Thoroughly Modern Millie

Thoroughly Modern Millie
Book by Richard Morris and Dick Scanlan; new music Jeanine Tesori; new lyrics Richard Scanlan; based on original story & screenplay by Richard Morris for the Universal Pictures movie Thoroughly Modern Millie. The Production Company. State Theatre, Arts Centre Melbourne. 3 – 11 August 2019

There is much to admire and enjoy in this dazzling, all-out production of the 2002 Broadway hit. The story may be familiar – hick from the sticks comes to New York, New York to make her fortune – but in a thoroughly modern way.  ‘Modern’, that is, for 1922.  Millie Dillmount (Annie Aitken), from Salina, Kansas, plans to find a rich boss and marry him.  Simple.  On the way through intrepid Millie will also thwart the white slavers kidnapping girls and shipping them off to Peking (as it was then). 

But the story or the silly, predictable plot is not the point.  Or it is the point when we enjoy what fun Richard Morris and Dick Scanlan had with their deliberate assembly of clichés and musical show tropes, and their musical grab bag of old toons, homages and send-ups.  Only the tune of ‘Thoroughly Modern Millie’ is retained from the 1967 hit movie.

The Production Company takes all that and gives it to us with a great on-stage orchestra (directed by Peter Casey in his 9th show for The Production Company), that sounds a lot bigger than it is, lots of irresistible tap dancing, glamorous costumes, ingenious design, pacey, knowing direction and a great cast – all of them consciously and playfully bringing types and caricatures to life.  Everyone is just that bit over the top but what else would they do?  And would it be as much fun if they didn’t?

There are sterling performances from Adam-Jon Fiorentino as Millie’s self-absorbed boss, Trevor, and from Nigel Huckle as Jimmy Smith, the paper clip salesman: both of these gentlemen understand perfectly what the show requires, and they certainly deliver with great vitality and charm.  Queenie Van De Zandt just might be a little restrained by her role as dowager Muzzy Van Hossmere (the Fairy Godmother role) but she gives the show some old-fashioned cabaret oomph.  Angela Scundi is strait-laced office termagant Miss Flannery – with a delightful couple of reveals.

There is that persistent issue of ‘is this racist or not?’ in the depiction of the two Chinese immigrants Ching Ho (Keith Brockett) and Bun Foo (Jonathan Chan) and their boss Mrs Meers (Marina Prior) who is only pretending to be Chinese.  Well, ‘Chinese’ with a more Japanese pronunciation problem and references to anywhere in ‘Asia’ that is over there, somewhere.  Dick Scanlan protested that these are deliberate caricatures and anti-racist because they show up how silly the caricatures are but judging by the hearty and raucous laughter from some sections of my audience, somehow, I don’t think so.  At least the always entertaining Mr Brockett and Mr Chan are of Asian background, and Ms Prior pushes the ridiculous every chance she gets.  (You can see why audiences love Ms Prior – she takes what she gets and runs with it all the way.)  The plot, such as it is (see above), desperately needs the white slavery B-plot as it supplies a sort of ‘action climax’ when the love story plot is just about over and out of puff.

Claire Lyon as Millie’s BFF Miss Dorothy Brown makes credible the combination of dumb but stubborn – and she, together with Mr Fiorentino supply an amazing interlude with their song-and-dance romantic send-up of ‘Ah!
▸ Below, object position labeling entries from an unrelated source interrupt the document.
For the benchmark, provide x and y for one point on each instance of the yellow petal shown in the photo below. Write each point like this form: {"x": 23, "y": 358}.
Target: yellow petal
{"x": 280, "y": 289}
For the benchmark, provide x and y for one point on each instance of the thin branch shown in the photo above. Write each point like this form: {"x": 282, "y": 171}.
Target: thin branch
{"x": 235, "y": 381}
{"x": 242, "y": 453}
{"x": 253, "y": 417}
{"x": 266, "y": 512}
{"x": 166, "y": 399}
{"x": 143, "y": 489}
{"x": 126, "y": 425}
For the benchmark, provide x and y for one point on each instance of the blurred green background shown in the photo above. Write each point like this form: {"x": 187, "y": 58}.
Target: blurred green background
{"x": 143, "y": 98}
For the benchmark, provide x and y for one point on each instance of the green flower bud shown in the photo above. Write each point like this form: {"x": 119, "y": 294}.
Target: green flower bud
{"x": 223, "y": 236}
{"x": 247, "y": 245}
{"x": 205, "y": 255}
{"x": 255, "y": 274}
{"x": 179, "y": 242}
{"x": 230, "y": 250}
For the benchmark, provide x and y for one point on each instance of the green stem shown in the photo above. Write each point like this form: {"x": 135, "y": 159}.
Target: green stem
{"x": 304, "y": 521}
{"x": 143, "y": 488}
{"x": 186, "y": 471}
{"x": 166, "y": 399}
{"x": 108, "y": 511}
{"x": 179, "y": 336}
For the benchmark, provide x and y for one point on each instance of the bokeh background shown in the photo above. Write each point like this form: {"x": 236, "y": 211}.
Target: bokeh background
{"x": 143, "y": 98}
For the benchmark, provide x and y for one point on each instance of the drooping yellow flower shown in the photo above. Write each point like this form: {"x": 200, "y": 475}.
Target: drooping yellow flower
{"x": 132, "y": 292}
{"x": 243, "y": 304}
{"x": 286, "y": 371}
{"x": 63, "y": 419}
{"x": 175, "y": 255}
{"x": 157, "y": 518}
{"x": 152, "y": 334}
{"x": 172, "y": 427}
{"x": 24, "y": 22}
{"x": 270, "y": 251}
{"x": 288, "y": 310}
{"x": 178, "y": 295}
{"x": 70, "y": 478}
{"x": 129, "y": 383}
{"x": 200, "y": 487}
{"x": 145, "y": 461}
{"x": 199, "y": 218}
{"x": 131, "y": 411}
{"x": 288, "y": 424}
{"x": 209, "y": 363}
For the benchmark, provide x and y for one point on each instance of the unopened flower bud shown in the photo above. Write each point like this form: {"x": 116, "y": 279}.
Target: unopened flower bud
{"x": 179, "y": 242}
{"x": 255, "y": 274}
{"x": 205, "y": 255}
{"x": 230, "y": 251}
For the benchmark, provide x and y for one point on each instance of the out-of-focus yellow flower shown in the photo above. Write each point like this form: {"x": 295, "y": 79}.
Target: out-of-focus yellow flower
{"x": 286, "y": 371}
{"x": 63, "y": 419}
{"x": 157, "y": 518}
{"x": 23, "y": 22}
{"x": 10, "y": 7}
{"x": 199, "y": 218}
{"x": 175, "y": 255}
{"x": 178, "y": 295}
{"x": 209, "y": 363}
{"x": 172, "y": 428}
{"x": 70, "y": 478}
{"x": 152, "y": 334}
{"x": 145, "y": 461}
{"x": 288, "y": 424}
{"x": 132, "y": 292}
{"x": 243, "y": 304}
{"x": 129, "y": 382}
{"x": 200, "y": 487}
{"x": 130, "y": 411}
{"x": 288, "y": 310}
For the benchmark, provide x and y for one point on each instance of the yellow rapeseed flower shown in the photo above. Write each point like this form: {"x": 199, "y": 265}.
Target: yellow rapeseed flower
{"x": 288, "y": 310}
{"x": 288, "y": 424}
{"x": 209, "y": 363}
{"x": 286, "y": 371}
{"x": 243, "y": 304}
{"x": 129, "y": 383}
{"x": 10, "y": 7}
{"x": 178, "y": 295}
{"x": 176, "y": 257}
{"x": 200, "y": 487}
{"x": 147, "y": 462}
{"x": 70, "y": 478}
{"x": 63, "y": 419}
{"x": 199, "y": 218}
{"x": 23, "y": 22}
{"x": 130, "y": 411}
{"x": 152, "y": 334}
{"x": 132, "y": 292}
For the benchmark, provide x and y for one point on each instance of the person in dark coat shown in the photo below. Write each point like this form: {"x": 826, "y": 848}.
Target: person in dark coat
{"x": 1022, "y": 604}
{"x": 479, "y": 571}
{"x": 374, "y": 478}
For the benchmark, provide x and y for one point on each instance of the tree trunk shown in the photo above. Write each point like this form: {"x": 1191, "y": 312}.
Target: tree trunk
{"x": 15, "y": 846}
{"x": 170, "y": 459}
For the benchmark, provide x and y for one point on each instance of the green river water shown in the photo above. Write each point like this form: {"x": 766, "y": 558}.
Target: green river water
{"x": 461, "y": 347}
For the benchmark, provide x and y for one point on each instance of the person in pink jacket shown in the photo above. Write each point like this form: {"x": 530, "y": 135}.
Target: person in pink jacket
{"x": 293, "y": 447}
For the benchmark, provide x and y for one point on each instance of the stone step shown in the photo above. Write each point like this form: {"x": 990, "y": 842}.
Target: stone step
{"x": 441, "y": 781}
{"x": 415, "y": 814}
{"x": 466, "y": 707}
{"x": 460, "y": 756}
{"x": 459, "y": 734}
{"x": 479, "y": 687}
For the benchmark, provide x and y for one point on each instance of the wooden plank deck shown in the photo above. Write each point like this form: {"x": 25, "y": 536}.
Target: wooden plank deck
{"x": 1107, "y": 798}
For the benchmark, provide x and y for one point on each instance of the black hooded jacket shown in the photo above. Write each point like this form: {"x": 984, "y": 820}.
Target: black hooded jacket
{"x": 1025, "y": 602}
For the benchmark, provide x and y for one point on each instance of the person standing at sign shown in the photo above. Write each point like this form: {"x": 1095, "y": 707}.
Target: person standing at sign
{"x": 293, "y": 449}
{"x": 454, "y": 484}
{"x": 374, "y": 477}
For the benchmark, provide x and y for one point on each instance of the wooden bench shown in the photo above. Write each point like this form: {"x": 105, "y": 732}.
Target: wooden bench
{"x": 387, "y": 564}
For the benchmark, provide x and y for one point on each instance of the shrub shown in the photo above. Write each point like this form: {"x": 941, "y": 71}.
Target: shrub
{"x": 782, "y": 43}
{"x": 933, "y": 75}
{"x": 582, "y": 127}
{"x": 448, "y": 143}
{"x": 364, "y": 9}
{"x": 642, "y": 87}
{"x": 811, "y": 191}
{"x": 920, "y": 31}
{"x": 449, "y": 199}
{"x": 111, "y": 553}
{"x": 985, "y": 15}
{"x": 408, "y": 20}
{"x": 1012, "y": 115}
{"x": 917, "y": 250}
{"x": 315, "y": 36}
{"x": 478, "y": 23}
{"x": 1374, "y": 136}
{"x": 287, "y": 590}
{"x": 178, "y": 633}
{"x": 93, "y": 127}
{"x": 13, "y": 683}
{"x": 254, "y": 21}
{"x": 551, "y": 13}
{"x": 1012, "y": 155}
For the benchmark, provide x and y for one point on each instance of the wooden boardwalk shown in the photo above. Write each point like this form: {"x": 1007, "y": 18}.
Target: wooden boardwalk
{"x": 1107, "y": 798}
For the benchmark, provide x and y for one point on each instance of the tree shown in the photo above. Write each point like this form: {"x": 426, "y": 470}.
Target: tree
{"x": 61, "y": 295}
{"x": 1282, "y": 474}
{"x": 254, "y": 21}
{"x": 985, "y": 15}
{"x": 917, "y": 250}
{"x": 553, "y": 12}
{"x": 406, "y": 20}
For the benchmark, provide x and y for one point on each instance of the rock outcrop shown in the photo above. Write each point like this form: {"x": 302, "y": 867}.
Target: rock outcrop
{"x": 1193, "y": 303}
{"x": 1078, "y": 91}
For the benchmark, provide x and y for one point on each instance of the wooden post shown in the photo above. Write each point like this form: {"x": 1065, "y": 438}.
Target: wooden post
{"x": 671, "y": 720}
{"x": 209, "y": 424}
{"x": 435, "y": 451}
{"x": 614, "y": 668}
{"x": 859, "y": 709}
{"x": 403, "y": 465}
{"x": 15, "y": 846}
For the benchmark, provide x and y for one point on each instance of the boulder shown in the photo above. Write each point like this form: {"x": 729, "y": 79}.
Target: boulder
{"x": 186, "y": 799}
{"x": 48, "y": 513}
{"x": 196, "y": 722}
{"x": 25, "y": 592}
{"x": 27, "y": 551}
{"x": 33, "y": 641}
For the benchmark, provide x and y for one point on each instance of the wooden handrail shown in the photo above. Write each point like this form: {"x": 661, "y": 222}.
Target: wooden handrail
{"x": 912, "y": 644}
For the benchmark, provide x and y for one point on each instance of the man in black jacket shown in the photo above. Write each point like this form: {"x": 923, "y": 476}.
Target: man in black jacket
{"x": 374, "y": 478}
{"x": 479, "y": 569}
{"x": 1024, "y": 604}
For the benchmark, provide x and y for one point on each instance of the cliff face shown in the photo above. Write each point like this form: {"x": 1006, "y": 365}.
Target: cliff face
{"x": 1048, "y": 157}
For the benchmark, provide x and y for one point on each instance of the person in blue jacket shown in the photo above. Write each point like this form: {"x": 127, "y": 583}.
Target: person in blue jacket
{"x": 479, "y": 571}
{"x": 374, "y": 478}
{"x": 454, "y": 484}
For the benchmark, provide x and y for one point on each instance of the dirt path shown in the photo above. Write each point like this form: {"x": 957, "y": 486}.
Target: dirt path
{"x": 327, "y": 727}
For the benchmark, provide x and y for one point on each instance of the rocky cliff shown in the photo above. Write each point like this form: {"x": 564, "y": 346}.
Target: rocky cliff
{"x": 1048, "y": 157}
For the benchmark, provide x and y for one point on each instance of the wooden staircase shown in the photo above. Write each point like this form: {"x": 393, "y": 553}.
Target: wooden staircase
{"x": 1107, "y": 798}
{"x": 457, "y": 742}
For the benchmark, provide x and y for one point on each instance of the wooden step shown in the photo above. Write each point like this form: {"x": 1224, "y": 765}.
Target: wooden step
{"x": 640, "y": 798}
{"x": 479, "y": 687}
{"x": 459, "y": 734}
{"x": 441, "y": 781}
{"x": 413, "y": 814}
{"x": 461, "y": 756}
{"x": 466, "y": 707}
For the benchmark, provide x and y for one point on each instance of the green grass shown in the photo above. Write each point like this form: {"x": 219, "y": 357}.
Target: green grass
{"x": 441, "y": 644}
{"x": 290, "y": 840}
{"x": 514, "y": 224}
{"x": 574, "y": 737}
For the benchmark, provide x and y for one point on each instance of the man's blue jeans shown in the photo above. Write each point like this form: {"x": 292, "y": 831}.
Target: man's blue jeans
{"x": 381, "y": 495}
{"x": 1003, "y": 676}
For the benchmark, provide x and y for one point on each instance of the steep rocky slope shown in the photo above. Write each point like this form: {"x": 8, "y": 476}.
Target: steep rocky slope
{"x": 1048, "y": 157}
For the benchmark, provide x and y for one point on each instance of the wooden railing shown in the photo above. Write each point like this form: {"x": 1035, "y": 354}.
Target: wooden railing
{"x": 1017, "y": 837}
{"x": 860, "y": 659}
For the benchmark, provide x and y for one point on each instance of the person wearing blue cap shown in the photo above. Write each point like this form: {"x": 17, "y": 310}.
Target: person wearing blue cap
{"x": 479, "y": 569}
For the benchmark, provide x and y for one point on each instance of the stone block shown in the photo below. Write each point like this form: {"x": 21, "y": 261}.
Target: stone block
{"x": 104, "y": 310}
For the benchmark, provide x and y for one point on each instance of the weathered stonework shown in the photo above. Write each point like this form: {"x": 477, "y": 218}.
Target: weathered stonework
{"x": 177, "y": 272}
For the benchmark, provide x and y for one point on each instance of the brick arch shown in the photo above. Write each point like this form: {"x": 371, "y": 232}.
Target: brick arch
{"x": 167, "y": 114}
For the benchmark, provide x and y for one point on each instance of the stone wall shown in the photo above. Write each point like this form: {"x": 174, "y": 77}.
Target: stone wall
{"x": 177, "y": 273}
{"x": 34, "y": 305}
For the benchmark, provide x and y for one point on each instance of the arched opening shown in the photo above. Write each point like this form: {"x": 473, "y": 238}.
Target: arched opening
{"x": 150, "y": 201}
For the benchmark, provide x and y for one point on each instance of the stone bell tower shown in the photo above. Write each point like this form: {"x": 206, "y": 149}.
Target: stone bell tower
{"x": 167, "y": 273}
Sweet Mystery of Life’ – which is very funny but somehow very sweet at the same time – one of the best sequences in the show, nicely contrasting with an oblivious Millie, who wants Trevor to love her, making a phone call. 

Of course, there is no ‘correct’ way to play the eponymous Millie, but I’d have thought that a degree of sweet naiveté might soften her mercenary ambitions and earn her a little more sympathy.  Annie Aitken and her director Chris Parker, however, opt for brassy and focussed determination.  For me, that’s a strange choice and a little off-putting.  Although we certainly know all along what’s coming, this take on the character rather robs Millie of any poignancy when she realises she was wrong.  None of that seemed to bother the opening night audience: they loved Ms Aitken and gave her thunderous standing ovation.

After the bold move of mounting the very risky Lazarus (the brilliance of its production aside), The Production Company’s choice of Thoroughly Modern Millie for their second show of the year would seem to be a solid, middle-of-the-road choice for subscribers and lovers of the musical, reassuring and familiar, pastiche but perky, and loaded with talent, pizzazz and glamour.